One time Mike and I were slowly drifting down the Merced, lazily fishing for trout, and we saw a pretty good sized owl perched in a small cave about three quarters of the way up a limestone cliff overhanging the water. That section of cliffs has about a thousand mud-swallow nests hanging on it. When the mud-swallows are nesting, you really don't want to be in the area, because a thousand mud-swallows flitting around overhead can become a messy situation.
Shortly after we saw the first owl another adult owl appeared from inside the nesting cave and perched, momentarily, with the first owl. Then both adult owls disappeared into the cave and there was a commotion, and we could see both adult owls, wings slightly outstretched, herding two young owls to the edge of the cave.
It was a fascinating and rare view into the world of nature, and it soon became apparent that the adult owls were going to herd the young owls out of the cave and off the edge of the cliff. It was clearly something the young owls did not want to do, and they resisted mightily. But the adult owls persisted. Once out and off the edge of the cliff, the only good options for the young owls would be to fly to the other side of the river, or fly along the river for a ways and land in the trees at the end of the cliffs, or to turn around and fly back to the nest. The other side of the river seemed the most obvious choice, and would be a relatively safe place for the young owls to fly to, as it was lined with oaks and brush.

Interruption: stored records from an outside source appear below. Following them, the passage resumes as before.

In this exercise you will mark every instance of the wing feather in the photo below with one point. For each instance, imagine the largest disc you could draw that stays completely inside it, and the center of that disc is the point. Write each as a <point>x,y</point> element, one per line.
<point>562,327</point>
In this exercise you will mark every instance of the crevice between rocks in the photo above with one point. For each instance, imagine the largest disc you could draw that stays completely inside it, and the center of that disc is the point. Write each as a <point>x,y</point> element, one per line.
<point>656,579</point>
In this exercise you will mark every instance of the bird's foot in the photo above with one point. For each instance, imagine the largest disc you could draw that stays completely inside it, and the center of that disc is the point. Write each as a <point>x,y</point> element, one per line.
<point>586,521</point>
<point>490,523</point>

Within a minute the adult owls had the young owls perched on the edge of the nesting cave and flapping their untested wings nervously, and then, nearly simultaneously both young owls were pushed out and began to fly for the first time in their lives. Both owls were jittery and both flew clumsily straight ahead. One of the youngsters made it almost all the way across the river, and on landing in the water swam quickly to the shore and got out. One of the adults flew immediately there and stood with the young owl as it shook the water off. The other young owl only made it halfway across the river, and then struggled against the slow current but could not make headway to reach the other side. As it struggled, the young owl's energy sagged, and as the current pushed the bird further and further down river, it struggled less and less and we could sense it was not going to make it. The adult who had stayed in the nesting cave was watching intently, but was powerless to assist the young owl while it was in the water.
After watching in silence for a while, Mike asked me what I thought we should do. We discussed the situation, and both agreed we would not interfere. This was the natural world as God ordained it to be. We were privileged to observe it in its glory. We were privileged to observe the first successful flight of an owl in nature. And we were privileged to observe this moment of failure and struggle for survival. We did not interfere, and soon the young owl stopped struggling and lay its head down in the water and drowned.

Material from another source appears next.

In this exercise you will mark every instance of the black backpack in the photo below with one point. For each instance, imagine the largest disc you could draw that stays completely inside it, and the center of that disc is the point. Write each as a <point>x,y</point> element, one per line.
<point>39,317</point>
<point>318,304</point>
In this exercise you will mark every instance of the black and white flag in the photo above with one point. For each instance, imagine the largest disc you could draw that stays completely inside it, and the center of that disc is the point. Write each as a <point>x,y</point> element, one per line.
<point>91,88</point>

I have thought often of that day, and what lessons may come from it. What instincts told the adult owls that was the right time? Was it the right time? Is that the way God intends it to be for all species? Free to fly, and yet also free to fail; free, even, to die. Would more time have made a difference for the owl that drowned? What emotions did the adult owls experience, if any?
As I drift down the river of life, the answers to these questions are not yet known to me. Perhaps they never will be.